Desde então, Alisson tem uma rotina muito diferente das crianças comuns. Atualmente com 11 anos, o menino ruivo e com muitas sardas pelo corpo passa a maior parte do tempo dentro de casa e no comércio da família. Além de um protetor aplicado a cada duas horas, ele também precisa usar blusas de mangas compridas e calças. “É tudo muito difícil, pois tenho que controlá-lo o tempo todo. Ele sabe que não pode ficar exposto ao sol, mas é apenas uma criança e sofre por não poder ter a mesma rotina dos demais. Uma das coisas que ele mais gosta é de cavalgadas, mas elas acontecem durante o dia e não posso deixá-lo ir. Então, eu não sei o que fazer para tentar distraí-lo”, conta a mãe.
Apesar de ter o diagnóstico e saber que a única forma de tentar impedir a evolução da doença é a prevenção, Gleice queria entender mais sobre a doença. Ela passou a pesquisar sobre o tema e o trabalho resultou na elaboração do livro “Nas Asas da Esperança”, que relata o sofrimento diário dos portadores de xeroderma. “As dificuldades enfrentadas por essas pessoas são incontáveis. Elas precisam viver em um ambiente adaptado, com luz especial, e precisam de acompanhamento médico constante. Por isso, decidi que precisava agir e criei uma associação para a cidade, que mais tarde virou nacional, para lutar pelo direito delas”.

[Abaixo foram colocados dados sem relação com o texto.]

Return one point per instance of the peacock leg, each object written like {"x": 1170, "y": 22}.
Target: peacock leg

Com o apoio do Projeto Rondon, coordenado pelo Ministério da Defesa, e do Ministério Público Estadual de Goiás (MP-GO), Gleice conseguiu formalizar a AbraXP em 2010. Desde então, a associação, que tem portadores filiados em estados como São Paulo, Rio de Janeiro, Santa Catarina e Bahia, busca melhorias para a comunidade, desde o fornecimento de protetores solares até as consultas médicas periódicas. “Nesses quatro anos de luta, já conseguimos muitas coisas, mas ainda falta muito. Uma das conquistas foi obter o acompanhamento dos portadores no Hospital Geral de Goiânia [HGG], onde foi criado um laboratório especializado em xeroderma”, afirma.
Uma vez por semana os pacientes viajam para Goiânia para acompanhamento médico. Após diversos pedidos, a AbraXP conseguiu que o governo estadual faça o transporte dos portadores. “O grupo sai daqui por volta das 2h da madrugada e chega à capital pouco depois das 5h. Tudo isso porque eles não podem ficar expostos ao sol. Então, viajam durante a noite. Depois do atendimento, esperam o dia todo no hospital pelo período noturno, quando podem retornar para casa”, conta Gleice.
Para a presidente da AbraXP, o acompanhamento médico em Goiânia é uma das maiores vitória para os portadores de xeroderma, mas ainda existe muito a ser feito. “Não podemos ficar esquecidos aqui, pois as pessoas continuam morrendo. O governo tem que nos ajudar, não só auxiliando essas pessoas com uma pensão, mas também adaptando as casas, escolas e ambientes em que elas precisam estar”.